Atomic force microscopy

AFM measurements were performed using a G51–G57 construct with two cysteine residues incorporated at the C terminus, to allow attachment to the gold-covered surfaces via gold-thiol covalent attachment. All AFM measurements were carried out in 20 mM Tris (pH 7.5), 150 mM NaCl, at 25 °C, using an Asylum Research MFP-3D microscope. Silicon nitride cantilevers with nominal spring constant of 30 pN nm−1 (Bruker MLCT) were used and calibrated using the thermal method68. One hundred-microlitre protein solution (250 μg ml−1 in AFM buffer) was adsorbed onto a gold surface and the AFM cantilever tip was used to pick it up by nonspecific adhesion, and then retracted at a constant speed (200, 800, 1,500, 3,000 and 5,000 nm s−1), measuring the force exerted by the protein in the process. Three independent experiments (different cantilevers and surfaces) were performed for each pulling speed. The unfolding force for all events from acceptable traces were measured and their force-extension profiles fitted to the worm-like chain model69 (with the persistence length fixed to 400 pm) using the IGOR Pro 6 software (WaveMetrics) to obtain ΔLc values.

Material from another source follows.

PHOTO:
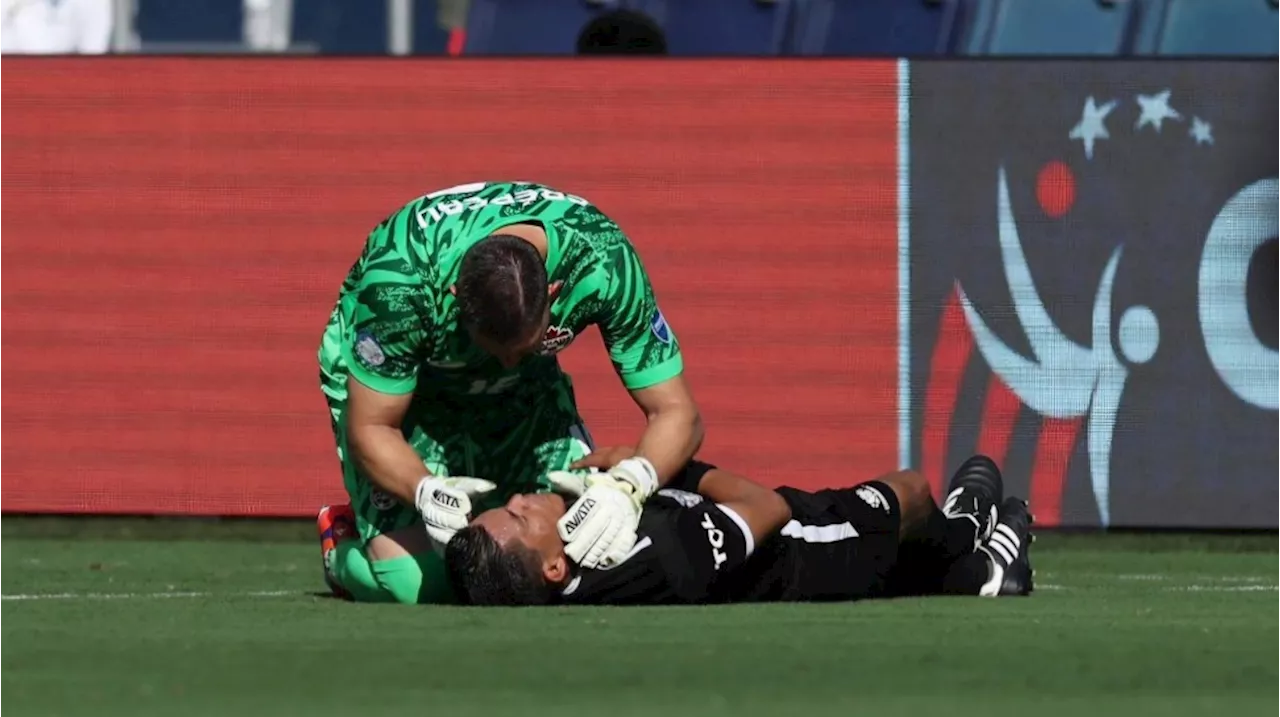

The data from triplicates were pooled and the force and ΔLc probability histograms were generated for each retraction rate. The modal force and ΔLc values were calculated from Gaussian fits to the histograms using Mathematica 10 (Wolfram Research).

Additional information

Accession codes: The atomic coordinates have been deposited in the Protein Data Bank under accession code number 4WVE. SAXS data and models have been deposited in the Small Angle Scattering Biological Data Bank www.sasbdb.org with codes SASDA37, SASDA47, SASDA57, SASDA67, SASDA77 and SASDA87.

How to cite this article: Gruszka, D. T. et al. Cooperative folding of intrinsically disordered domains drives assembly of a strong elongated protein. Nat. Commun. 6:7271 doi: 10.1038/ncomms8271 (2015).